Economy

Budget gap narrows to P122B in May

The Bureau of Internal Revenue (BIR) collected P213.3 billion in May, down 1.54%. — PHILIPPINE STAR/RUSSELL PALMA

By Luisa Maria Jacinta C. Jocson, Reporter

THE NATIONAL Government’s (NG) budget deficit narrowed to P122.2 billion in May, as revenue growth continued to outpace spending.

Data released by the Bureau of the Treasury (BTr) on Tuesday showed that the fiscal gap narrowed by 16.73% to P122.2 billion in May from P146.8 billion in the same month last year.

“The lower deficit for the period was brought about by the 9.35% increase in NG receipts overtaking the 0.88% marginal growth in NG expenditures,” the BTr said in a press release.

Month on month, the budget balance reversed to a deficit from the P66.8-billion surplus in April.

In May, government revenues rose by 9.35% to P333.4 billion during the month from P304.9 billion a year ago.

Tax revenues went up by 2.43% to P291.7 billion, despite a  1.54% drop in collection by the Bureau of Internal Revenue (BIR) to P213.3 billion. The Bureau of Customs (BoC) posted a 17.56% increase in collections to P77.9 billion.

Meanwhile, nontax revenues more than doubled to P41.7 billion in May from P20.1 billion a year ago. This was driven by revenues from the BTr, which surged 179.71% to P24.9 billion from P8.9 billion.

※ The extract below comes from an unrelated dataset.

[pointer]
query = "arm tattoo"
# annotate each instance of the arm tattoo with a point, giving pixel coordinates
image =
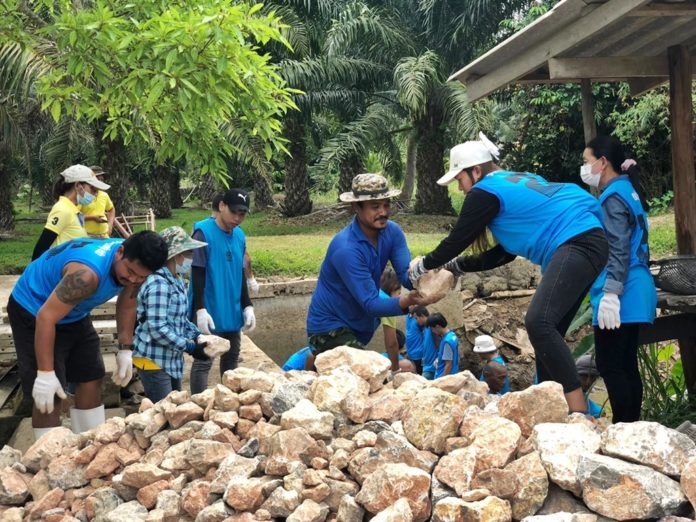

“The sharp increase was attributable to higher dividend and Philippine Amusement and Gaming Corp. remittances, investment income, and interest on NG deposits,” the BTr said.

On the other hand, government spending inched up by 0.88% to P455.7 billion in May, from P451.7 billion in the previous year.

“Government spending for May 2023 marginally increased as the lower National Tax Allotment (NTA) shares of local government units and net lending assistance to government corporations weighed down the growth of disbursement,” the BTr said.

Primary expenditures, or spending net of interest payments, slipped by 0.85% to P414.3 billion due to lower NTA releases.

Interest payments rose 22.21% to P41.3 billion.

FIVE-MONTH DEFICITFor the first five months of 2023, the fiscal deficit narrowed by 28.86% to P326.3 billion from P458.7 billion in the same period a year ago.

Total revenues during the January-to-May period grew by 10.83% to P1.59 trillion from the P1.44 trillion a year ago.

“This growth was attributed to improvements in both tax and nontax collections, which grew by 9.71% and 20.56% year on year, respectively,” the BTr said.

Tax collection increased by 9.71% to P1.41 trillion, as BIR collections rose by 9.95% to P1.05 trillion while Customs collections jumped by 12.1% to P359.3 billion.

Nontax revenues increased by 20.56% to P178 billion, as revenues from other offices went up 48.95% to P95.8 billion. However, BTr revenues slipped by 1.34% to P82.2 billion due to lower dividend remittances.

On the other hand, expenditures at the end of May inched up by 1.22% to P1.92 trillion from P1.9 trillion a year ago.

Interest payments went up by 4.13% to P229.6 billion while primary expenditures increased by 0.84% to P1.69 trillion.

Nicholas Antonio T. Mapa, a senior economist at ING Bank N.V. Manila, said the improvement in revenue collection can be attributed to the uptick in economic activity.

“The narrower budget deficit was due to the combination of improvements in revenue collection and a marginal increase in government expenditure. Revenues are growing more than programmed, possibly both due to better tax administration and resilient economic activities,” China Banking Corp. Chief Economist Domini S. Velasquez said in a Viber message.

Meanwhile, sluggish state spending was likely due to the slow rollout of government projects, analysts said.

Mr. Mapa noted that expenditures were muted “perhaps to help cap the deficit as they chase fiscal consolidation.”

“Although a smaller budget deficit is positive for the government’s fiscal standing, it is negative for economic growth especially if there are delays in infrastructure projects. Absorption capacity among line agencies needs to be improved to push the country’s economic growth to a higher path,” Ms. Velasquez said.

Last week, Finance Secretary Benjamin E. Diokno expressed concern over the underspending of government agencies.

Data from the Department of Budget and Management showed that government agencies’ budget utilization rate was at 91% at end-May, slower than the 93% pace a year earlier.

The government set its deficit ceiling at P1.499 trillion this year, equivalent to 6.1% of gross domestic product.